Ignorance and Bliss

IGNORANCE AND BLISS

by Mark Lilla

 

“Mark Lilla is always a challenging, fascinating mind – alert to all the power, paradox, and dangers of ignorance.”
—Rory Stewart, author of Politics On the Edge and co-host of The Rest Is Politics

A dazzling exploration of our wish to remain innocent and ignorant—and its consequences.

Aristotle claimed that “all human beings want to know.” Our own experience proves that all human beings also want not to know. Today, centuries after the Enlightenment, mesmerized crowds still follow preposterous prophets, irrational rumors trigger fanatical acts, and magical thinking crowds out common sense and expertise. Why is this? Where does this will to ignorance come from, and how does it continue to shape our lives?

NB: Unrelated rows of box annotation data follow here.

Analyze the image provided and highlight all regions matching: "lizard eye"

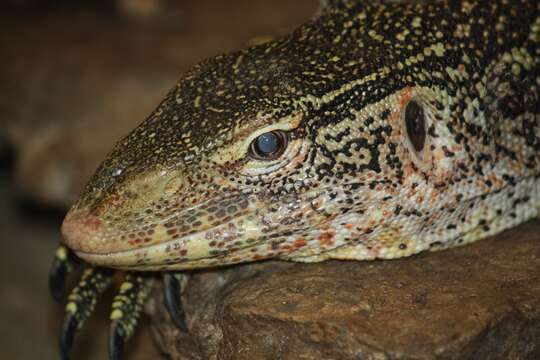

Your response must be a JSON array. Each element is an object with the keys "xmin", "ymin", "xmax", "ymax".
[
  {"xmin": 405, "ymin": 100, "xmax": 426, "ymax": 152},
  {"xmin": 250, "ymin": 130, "xmax": 288, "ymax": 160}
]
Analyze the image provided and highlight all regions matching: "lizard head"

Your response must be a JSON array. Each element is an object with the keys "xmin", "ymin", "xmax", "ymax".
[{"xmin": 62, "ymin": 1, "xmax": 532, "ymax": 270}]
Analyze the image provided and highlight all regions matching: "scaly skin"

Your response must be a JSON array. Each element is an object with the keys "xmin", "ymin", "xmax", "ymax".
[{"xmin": 50, "ymin": 0, "xmax": 540, "ymax": 358}]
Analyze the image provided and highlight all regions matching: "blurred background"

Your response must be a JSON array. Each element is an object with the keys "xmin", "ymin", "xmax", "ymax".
[{"xmin": 0, "ymin": 0, "xmax": 318, "ymax": 359}]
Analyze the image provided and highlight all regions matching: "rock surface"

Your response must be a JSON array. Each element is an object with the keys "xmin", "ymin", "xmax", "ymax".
[{"xmin": 149, "ymin": 220, "xmax": 540, "ymax": 360}]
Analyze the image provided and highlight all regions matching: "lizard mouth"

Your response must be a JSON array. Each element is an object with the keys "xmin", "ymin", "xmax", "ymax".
[{"xmin": 62, "ymin": 208, "xmax": 261, "ymax": 270}]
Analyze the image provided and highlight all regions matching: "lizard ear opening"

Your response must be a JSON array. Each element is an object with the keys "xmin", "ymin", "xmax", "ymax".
[
  {"xmin": 403, "ymin": 100, "xmax": 426, "ymax": 153},
  {"xmin": 401, "ymin": 98, "xmax": 429, "ymax": 168}
]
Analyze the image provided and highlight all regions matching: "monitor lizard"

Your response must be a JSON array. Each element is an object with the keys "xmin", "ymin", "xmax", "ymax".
[{"xmin": 50, "ymin": 0, "xmax": 540, "ymax": 359}]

In Ignorance and Bliss, the acclaimed essayist and historian of ideas Mark Lilla offers an absorbing psychological diagnosis of the human will not to know. With erudition and brio, Lilla ranges from the Book of Genesis and Plato’s dialogues to Sufi parables and Sigmund Freud, revealing the paradoxes of hiding truth from ourselves. He also exposes the fantasies this impulse lead us to entertain—the illusion that the ecstasies of prophets, mystics, and holy fools offer access to esoteric truths; the illusion of children’s lamb-like innocence; and the nostalgic illusion of recapturing the glories of vanished and allegedly purer civilizations. The result is a highly original meditation that invites readers to consider their own deep-seated impulses and taboos.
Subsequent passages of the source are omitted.